Offen has been competing at the Maxi Yacht Rolex Cup since 2000. Today, he says “it is more professional and the boats, are much faster, but the quality of both the boats and the crew has increased significantly.” As to whether he can repeat his second place... “that was amazing given that we have a comparatively old boat. It was a combination of doing a good job and a little bit of luck.”

This year they will line up against the pure maxi racers, including Rambler 88, now in the hand of former Lucky Maxi 72 owner Bryon Ehrhart and Wendy Schmidt’s ever improving Botin Partners 85 Deep Blue. Some of the best looking yachts here are the Southern Winds, including the 90 All Smoke, Canadian Will Apold’s 96 Sorceress, which debuted here in 2017, and Massimiliano Florio’s 82 Grande Orazio, the 2018 winner.

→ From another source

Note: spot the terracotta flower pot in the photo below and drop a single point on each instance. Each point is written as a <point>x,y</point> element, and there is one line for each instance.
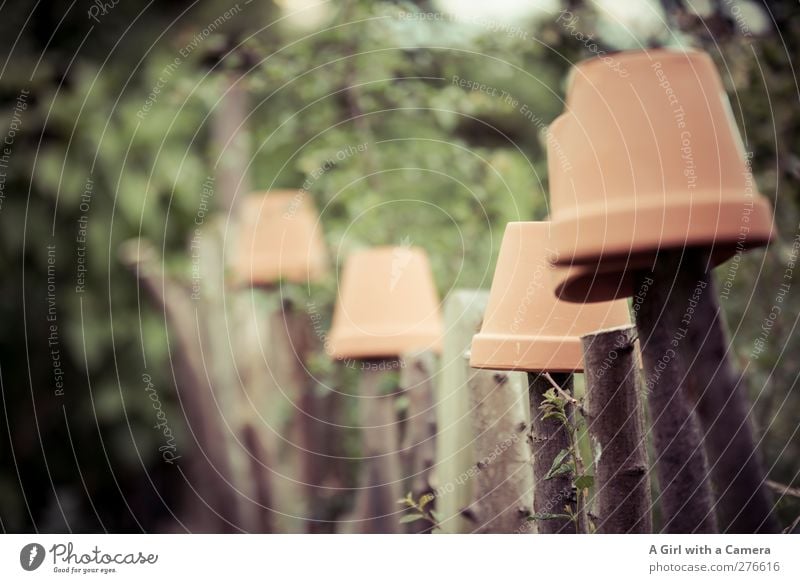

The hardcore yacht racing between the former Maxi 72s last year was won by Dario Ferrari's Cannonball. Photo: IMA / Studio Borlenghi

 

As usual, the toughest here will be the six out of class former Maxi 72s, still racing together under IRC in Mini Maxi 1. Favourite is Cannonball, winner of the last two editions but gunning for her is Hap Fauth's Bella Mente now 74ft long. However Cannonball too has stepped up and she is now 75ft, with a deeper keel and also water ballast. Rating-wise Cannonball and Bella Mente are the same, but two points ahead of the 77ft Jethou. American regulars Jim Swartz's Vesper and George Sakellaris' Proteus, which finished second and third respectively last year, have a similar rating with Peter Dubens' North Star lowest of this group.

“The level is getting higher and higher,” says Cannonball strategist Michele Ivaldi. “We know that Bella Mente has improved a lot. Cannonball is a brand new boat now and we are learning her again - it is like having a new toy.”

Returning is last year’s complete Mini Maxi 2 podium: Alessandro Del Bono’s Capricorno, Luciano Gandini’s Mylius 80 Twin Soul B and Jean-Pierre Barjon, with his newly acquired Botin Partners 65, Spirit of Lorina. They are joined by Carlo A. Puri Negri and his Farr/Felci 70 Atalanta II, winner of last year’s Aegean 600 and the two Wally 80s, Rose of Sven Wackerhagen and Jean Philippe Blanpain’s Ryokan II, and the Vismara 80 MoMi of Angelomario Moratti and Nicola Minardi de Michetti.

Racing gets under way at 1200 tomorrow with a light forecast, conditions expected to build later in the week potentially to Mistral level.